Para além do alerta, o relatório clarifica que o nosso País foi alvo de ataques que visavam obter informações sobre os interesses nacionais e organizações internacionais.
O RASI nunca refere especificamente o Governo ou autoridades da Rússia, mas explica que, por detrás dos grupos que levam a cabo os ataques estão Estados hostis, com capacidade de planear operações deste tipo em larga escala, e que dispararam após a invasão da Rússia à Ucrânia.
Os ataques informáticos perpetrados, contra infraestruturas críticas nacionais, tinham como objetivo comprometer instituições públicas e privadas.

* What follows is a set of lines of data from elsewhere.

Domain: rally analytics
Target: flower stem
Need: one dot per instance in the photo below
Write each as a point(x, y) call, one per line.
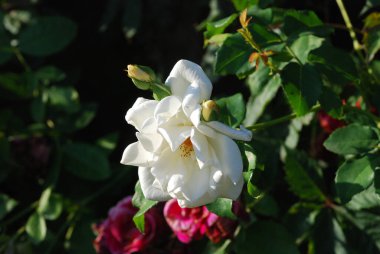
point(347, 21)
point(276, 121)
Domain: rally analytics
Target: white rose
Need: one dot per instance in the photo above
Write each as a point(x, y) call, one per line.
point(178, 155)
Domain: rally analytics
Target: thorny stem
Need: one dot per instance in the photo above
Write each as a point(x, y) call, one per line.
point(356, 45)
point(276, 121)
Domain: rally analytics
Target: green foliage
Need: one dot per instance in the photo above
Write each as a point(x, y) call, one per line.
point(222, 207)
point(300, 182)
point(354, 176)
point(143, 204)
point(36, 227)
point(47, 35)
point(352, 139)
point(231, 110)
point(303, 86)
point(266, 237)
point(86, 161)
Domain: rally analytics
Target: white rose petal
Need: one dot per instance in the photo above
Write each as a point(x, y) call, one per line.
point(180, 156)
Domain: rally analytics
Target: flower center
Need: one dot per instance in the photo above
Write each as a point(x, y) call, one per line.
point(186, 148)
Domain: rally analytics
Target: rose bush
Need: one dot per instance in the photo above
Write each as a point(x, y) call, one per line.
point(193, 223)
point(118, 234)
point(177, 150)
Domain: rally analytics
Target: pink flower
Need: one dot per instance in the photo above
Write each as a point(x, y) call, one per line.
point(118, 234)
point(193, 223)
point(328, 123)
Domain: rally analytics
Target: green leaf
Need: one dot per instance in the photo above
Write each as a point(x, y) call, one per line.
point(36, 228)
point(369, 4)
point(303, 45)
point(327, 235)
point(354, 176)
point(266, 206)
point(352, 139)
point(373, 43)
point(50, 205)
point(232, 109)
point(242, 4)
point(143, 204)
point(302, 86)
point(331, 103)
point(300, 182)
point(50, 74)
point(86, 161)
point(232, 57)
point(377, 182)
point(6, 205)
point(47, 35)
point(108, 142)
point(222, 207)
point(263, 90)
point(81, 240)
point(64, 99)
point(265, 237)
point(367, 199)
point(218, 27)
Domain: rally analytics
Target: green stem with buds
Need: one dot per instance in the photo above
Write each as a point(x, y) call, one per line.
point(276, 121)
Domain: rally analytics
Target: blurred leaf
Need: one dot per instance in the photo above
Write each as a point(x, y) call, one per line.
point(298, 23)
point(327, 235)
point(377, 182)
point(143, 204)
point(38, 109)
point(108, 142)
point(131, 17)
point(300, 182)
point(263, 89)
point(265, 237)
point(86, 161)
point(50, 74)
point(373, 43)
point(232, 109)
point(36, 228)
point(266, 206)
point(358, 116)
point(15, 83)
point(232, 57)
point(242, 4)
point(47, 35)
point(303, 45)
point(366, 199)
point(354, 176)
point(336, 64)
point(222, 207)
point(6, 205)
point(218, 27)
point(82, 237)
point(331, 103)
point(368, 5)
point(302, 86)
point(64, 99)
point(50, 205)
point(352, 139)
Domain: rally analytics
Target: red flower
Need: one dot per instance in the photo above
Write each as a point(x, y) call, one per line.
point(193, 223)
point(118, 234)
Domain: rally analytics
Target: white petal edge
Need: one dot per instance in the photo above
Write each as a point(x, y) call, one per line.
point(192, 73)
point(150, 190)
point(242, 134)
point(228, 157)
point(136, 155)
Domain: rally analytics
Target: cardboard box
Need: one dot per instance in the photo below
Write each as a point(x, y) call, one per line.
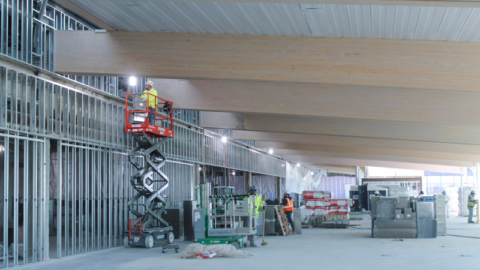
point(403, 202)
point(395, 233)
point(407, 212)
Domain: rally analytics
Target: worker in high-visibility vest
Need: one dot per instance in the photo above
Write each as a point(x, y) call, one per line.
point(288, 208)
point(471, 205)
point(152, 101)
point(260, 207)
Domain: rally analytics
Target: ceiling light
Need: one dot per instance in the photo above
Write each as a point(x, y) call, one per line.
point(132, 81)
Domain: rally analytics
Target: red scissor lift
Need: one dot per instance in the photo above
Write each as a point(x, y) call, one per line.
point(137, 120)
point(149, 229)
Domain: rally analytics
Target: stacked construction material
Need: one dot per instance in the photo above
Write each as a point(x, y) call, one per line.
point(325, 206)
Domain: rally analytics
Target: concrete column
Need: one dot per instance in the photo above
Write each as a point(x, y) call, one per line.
point(478, 174)
point(247, 180)
point(44, 192)
point(196, 180)
point(278, 188)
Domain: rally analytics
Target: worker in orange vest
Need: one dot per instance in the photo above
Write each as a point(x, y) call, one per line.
point(288, 208)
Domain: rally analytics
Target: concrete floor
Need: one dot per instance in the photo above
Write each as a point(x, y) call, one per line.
point(314, 249)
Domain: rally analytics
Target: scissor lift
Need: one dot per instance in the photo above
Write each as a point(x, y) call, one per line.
point(149, 229)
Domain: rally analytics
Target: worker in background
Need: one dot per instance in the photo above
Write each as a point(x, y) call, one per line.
point(288, 208)
point(152, 101)
point(470, 205)
point(260, 207)
point(447, 205)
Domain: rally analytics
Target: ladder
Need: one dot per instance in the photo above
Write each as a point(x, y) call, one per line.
point(144, 183)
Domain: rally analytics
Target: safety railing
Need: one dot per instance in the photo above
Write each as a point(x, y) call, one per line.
point(150, 114)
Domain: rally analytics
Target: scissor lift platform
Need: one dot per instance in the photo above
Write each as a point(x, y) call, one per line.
point(149, 229)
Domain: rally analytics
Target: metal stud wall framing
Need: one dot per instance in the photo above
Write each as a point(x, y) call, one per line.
point(22, 200)
point(26, 37)
point(92, 192)
point(29, 103)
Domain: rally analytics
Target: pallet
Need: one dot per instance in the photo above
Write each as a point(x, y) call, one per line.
point(282, 220)
point(336, 226)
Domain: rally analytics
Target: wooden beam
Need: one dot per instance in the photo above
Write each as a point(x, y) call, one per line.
point(425, 3)
point(338, 126)
point(332, 161)
point(402, 159)
point(360, 145)
point(352, 148)
point(332, 169)
point(345, 101)
point(84, 14)
point(347, 61)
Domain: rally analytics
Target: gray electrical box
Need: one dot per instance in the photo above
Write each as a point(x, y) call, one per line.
point(199, 223)
point(188, 219)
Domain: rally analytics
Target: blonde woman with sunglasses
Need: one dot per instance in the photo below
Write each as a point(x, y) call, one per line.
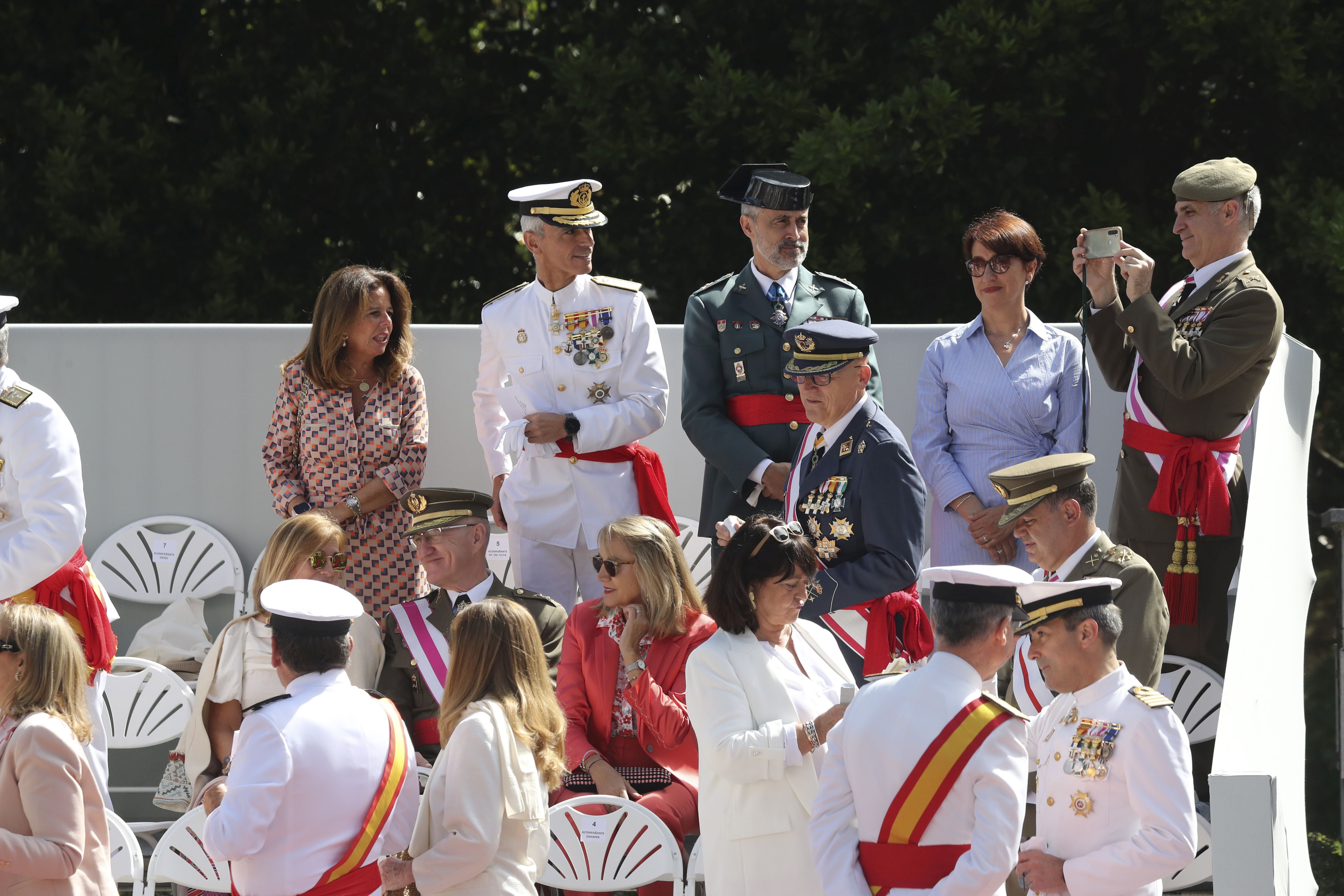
point(238, 673)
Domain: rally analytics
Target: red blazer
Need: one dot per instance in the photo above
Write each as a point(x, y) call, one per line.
point(587, 688)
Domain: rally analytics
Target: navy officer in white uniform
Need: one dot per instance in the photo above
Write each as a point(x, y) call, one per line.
point(925, 782)
point(316, 768)
point(585, 369)
point(1115, 795)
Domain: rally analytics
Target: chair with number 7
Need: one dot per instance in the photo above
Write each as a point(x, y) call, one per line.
point(623, 850)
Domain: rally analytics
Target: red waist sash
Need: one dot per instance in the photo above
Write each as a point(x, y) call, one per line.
point(650, 480)
point(1193, 490)
point(761, 410)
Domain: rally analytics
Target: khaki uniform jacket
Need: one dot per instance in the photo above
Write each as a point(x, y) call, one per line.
point(1198, 386)
point(401, 680)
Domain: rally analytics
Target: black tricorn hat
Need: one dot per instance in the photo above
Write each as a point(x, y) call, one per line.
point(768, 186)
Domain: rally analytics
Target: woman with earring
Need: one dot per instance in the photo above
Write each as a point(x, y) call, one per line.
point(998, 392)
point(350, 430)
point(53, 824)
point(764, 694)
point(238, 675)
point(623, 679)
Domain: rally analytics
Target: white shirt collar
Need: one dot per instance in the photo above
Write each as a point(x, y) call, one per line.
point(1068, 566)
point(787, 283)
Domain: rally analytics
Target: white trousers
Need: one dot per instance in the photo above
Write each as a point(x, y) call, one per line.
point(97, 749)
point(557, 573)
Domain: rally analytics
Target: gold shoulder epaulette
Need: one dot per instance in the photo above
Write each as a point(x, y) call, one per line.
point(1150, 698)
point(507, 292)
point(617, 284)
point(15, 395)
point(1005, 704)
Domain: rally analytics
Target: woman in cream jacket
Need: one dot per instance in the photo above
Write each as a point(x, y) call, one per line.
point(53, 823)
point(483, 823)
point(763, 692)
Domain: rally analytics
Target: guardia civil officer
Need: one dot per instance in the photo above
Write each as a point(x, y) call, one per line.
point(1054, 506)
point(451, 531)
point(1115, 798)
point(1191, 366)
point(737, 407)
point(886, 816)
point(587, 379)
point(323, 780)
point(42, 526)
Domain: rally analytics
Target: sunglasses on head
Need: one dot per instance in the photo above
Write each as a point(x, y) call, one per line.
point(611, 566)
point(339, 561)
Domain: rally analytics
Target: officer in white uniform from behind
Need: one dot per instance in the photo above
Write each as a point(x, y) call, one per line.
point(584, 362)
point(932, 768)
point(323, 780)
point(42, 526)
point(1115, 796)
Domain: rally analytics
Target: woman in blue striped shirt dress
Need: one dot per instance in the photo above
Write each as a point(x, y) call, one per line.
point(998, 392)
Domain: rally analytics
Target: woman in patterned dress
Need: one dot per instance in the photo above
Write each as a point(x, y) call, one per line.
point(364, 430)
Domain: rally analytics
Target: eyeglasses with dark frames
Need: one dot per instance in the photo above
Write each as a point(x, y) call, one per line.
point(612, 567)
point(999, 265)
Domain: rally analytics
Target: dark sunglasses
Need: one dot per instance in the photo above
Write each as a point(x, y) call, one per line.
point(319, 561)
point(612, 567)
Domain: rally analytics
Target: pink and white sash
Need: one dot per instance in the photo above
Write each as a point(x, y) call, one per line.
point(428, 644)
point(1140, 412)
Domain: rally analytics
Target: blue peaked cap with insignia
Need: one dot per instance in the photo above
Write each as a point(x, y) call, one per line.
point(820, 347)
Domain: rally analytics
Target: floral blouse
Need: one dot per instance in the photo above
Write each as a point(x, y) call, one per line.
point(339, 453)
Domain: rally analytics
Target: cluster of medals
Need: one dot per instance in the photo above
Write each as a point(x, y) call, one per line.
point(588, 334)
point(1091, 747)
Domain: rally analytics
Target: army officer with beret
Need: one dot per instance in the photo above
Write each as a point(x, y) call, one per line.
point(737, 407)
point(1191, 366)
point(451, 531)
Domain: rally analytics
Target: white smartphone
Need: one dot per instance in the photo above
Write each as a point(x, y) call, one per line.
point(1103, 242)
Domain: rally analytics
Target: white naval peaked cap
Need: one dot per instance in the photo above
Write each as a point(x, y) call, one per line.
point(568, 203)
point(308, 606)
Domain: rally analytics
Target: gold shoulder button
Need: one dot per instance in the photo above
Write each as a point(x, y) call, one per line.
point(15, 395)
point(507, 292)
point(1150, 698)
point(616, 283)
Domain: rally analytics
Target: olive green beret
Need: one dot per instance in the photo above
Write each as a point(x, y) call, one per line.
point(1214, 181)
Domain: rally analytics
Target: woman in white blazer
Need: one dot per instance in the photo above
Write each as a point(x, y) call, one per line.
point(763, 694)
point(483, 824)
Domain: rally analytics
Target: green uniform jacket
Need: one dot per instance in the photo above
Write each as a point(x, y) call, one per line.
point(401, 680)
point(1198, 385)
point(710, 378)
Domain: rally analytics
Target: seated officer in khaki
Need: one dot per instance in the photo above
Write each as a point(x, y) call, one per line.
point(451, 531)
point(1054, 506)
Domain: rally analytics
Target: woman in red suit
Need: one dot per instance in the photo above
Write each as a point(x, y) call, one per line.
point(623, 679)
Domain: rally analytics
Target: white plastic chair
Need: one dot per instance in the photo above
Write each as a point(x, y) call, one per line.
point(697, 551)
point(1201, 870)
point(631, 848)
point(194, 559)
point(128, 862)
point(1198, 694)
point(181, 858)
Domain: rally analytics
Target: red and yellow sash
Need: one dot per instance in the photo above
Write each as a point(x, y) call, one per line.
point(900, 862)
point(351, 876)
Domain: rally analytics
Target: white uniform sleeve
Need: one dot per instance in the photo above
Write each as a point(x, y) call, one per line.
point(643, 387)
point(1000, 773)
point(832, 829)
point(467, 800)
point(1162, 795)
point(261, 770)
point(42, 453)
point(490, 416)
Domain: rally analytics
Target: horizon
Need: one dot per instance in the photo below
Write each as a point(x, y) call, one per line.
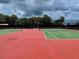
point(53, 8)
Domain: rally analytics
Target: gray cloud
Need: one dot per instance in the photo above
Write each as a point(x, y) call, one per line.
point(54, 8)
point(4, 1)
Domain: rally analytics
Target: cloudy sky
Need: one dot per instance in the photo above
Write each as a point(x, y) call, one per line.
point(54, 8)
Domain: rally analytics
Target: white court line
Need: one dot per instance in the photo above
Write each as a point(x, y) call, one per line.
point(53, 35)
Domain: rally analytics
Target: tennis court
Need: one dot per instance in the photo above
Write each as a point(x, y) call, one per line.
point(61, 33)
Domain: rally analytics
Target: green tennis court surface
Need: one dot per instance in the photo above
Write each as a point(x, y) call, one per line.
point(7, 31)
point(61, 33)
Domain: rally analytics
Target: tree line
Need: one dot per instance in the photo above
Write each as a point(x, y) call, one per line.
point(31, 22)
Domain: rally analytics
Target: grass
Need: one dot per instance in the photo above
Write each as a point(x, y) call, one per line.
point(7, 31)
point(61, 33)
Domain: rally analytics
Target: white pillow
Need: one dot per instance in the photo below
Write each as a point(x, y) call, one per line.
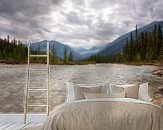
point(143, 92)
point(106, 88)
point(104, 95)
point(70, 92)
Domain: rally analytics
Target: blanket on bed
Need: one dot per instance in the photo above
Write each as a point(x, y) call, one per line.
point(105, 114)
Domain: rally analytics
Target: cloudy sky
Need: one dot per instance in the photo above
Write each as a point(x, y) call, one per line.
point(78, 23)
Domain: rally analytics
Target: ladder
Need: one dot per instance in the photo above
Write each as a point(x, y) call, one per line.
point(29, 89)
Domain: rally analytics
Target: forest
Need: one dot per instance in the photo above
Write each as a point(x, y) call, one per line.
point(140, 47)
point(12, 51)
point(145, 47)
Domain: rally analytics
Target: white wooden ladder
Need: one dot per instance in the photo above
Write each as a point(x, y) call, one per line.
point(29, 89)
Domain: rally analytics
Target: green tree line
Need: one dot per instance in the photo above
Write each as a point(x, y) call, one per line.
point(12, 50)
point(145, 47)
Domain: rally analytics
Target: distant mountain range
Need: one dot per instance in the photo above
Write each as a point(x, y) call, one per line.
point(117, 45)
point(58, 46)
point(80, 53)
point(88, 52)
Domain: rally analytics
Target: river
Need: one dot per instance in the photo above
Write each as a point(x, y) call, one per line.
point(12, 81)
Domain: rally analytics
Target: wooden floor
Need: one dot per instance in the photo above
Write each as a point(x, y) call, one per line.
point(15, 121)
point(17, 126)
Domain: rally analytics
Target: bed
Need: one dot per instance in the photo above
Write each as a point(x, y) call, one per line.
point(105, 111)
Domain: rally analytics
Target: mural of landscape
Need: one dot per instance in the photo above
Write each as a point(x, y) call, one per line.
point(90, 42)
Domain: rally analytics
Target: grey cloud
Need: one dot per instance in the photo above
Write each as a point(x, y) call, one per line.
point(77, 22)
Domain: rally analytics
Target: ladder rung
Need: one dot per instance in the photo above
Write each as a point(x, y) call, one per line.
point(36, 89)
point(36, 105)
point(38, 55)
point(38, 69)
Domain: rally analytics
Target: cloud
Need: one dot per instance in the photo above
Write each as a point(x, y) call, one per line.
point(83, 23)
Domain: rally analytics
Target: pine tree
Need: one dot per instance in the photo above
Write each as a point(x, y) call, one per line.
point(65, 57)
point(55, 57)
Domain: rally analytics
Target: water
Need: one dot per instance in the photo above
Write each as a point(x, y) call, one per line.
point(12, 81)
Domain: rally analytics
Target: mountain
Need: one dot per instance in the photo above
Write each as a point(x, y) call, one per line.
point(88, 52)
point(117, 45)
point(58, 46)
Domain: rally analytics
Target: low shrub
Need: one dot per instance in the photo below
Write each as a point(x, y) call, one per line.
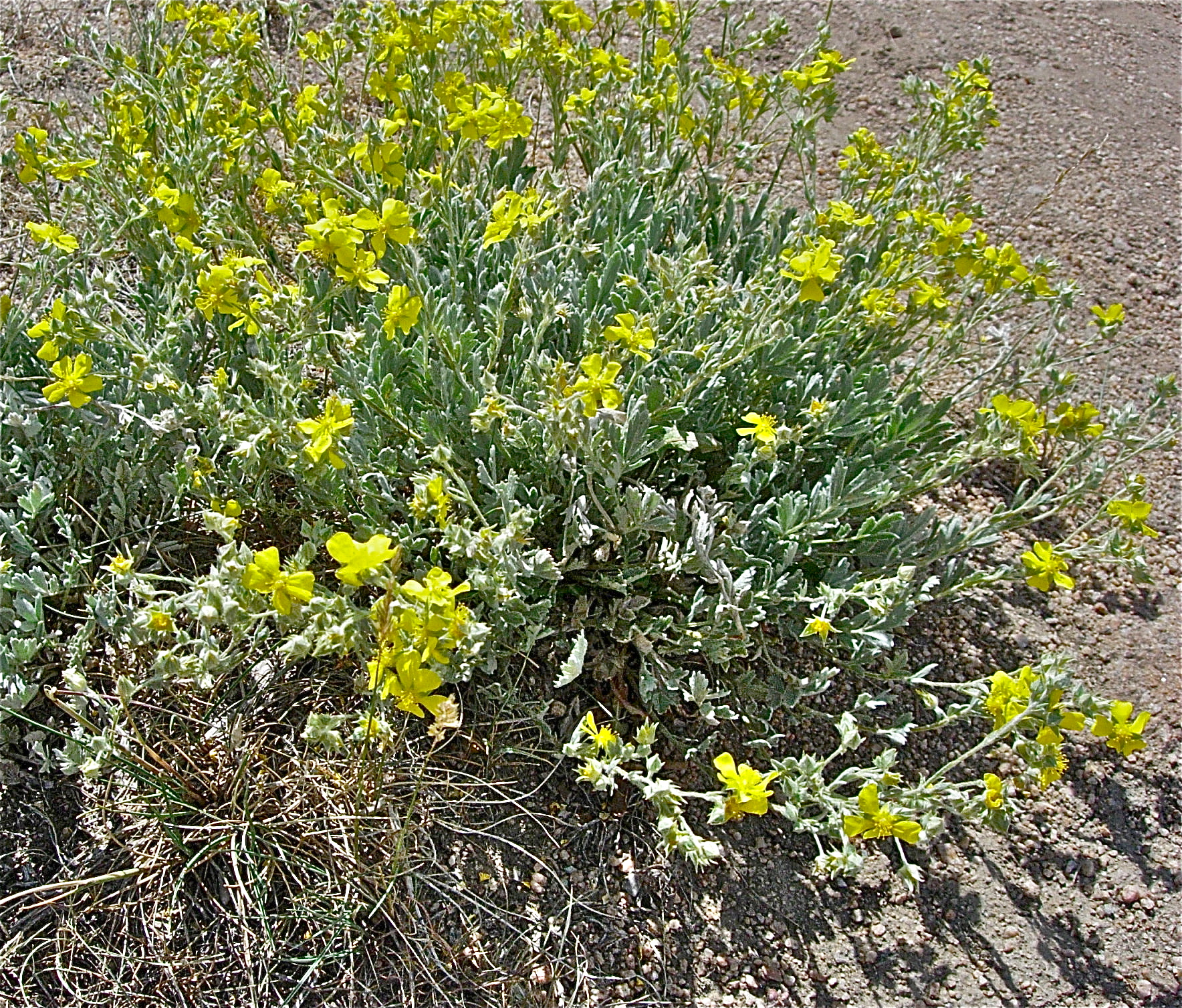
point(363, 361)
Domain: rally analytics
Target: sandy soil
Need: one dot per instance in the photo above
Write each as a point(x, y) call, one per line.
point(1080, 904)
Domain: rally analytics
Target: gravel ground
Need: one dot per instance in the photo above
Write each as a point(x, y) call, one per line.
point(1080, 904)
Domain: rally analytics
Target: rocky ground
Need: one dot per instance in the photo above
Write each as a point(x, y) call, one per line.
point(1080, 904)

Por exemplo, a rede do Estado-Maior-General das Forças Armadas (EMGFA) foi atacada em setembro do ano passado e os piratas conseguiram aceder a documentos sigilosos da Nato.
Os documentos ‘roubados’ foram depois detetados, pelos EUA, à venda na ‘Internet Negra’. A informação em causa seria anterior ao início do conflito na Ucrânia, pelo que poderia já estar desatualizada.
Em outubro aconteceu novo ataque informático aos sistemas do EMGFA, que terá decorrido da instalação prévia de “agentes adormecidos” na rede do organismo.
O RASI destaca que este tipo de crimes está em crescimento e com métodos cada vez mais sofisticados, alertando que podem comprometer informações secretas a que Portugal tem acesso, enquanto membro da Nato.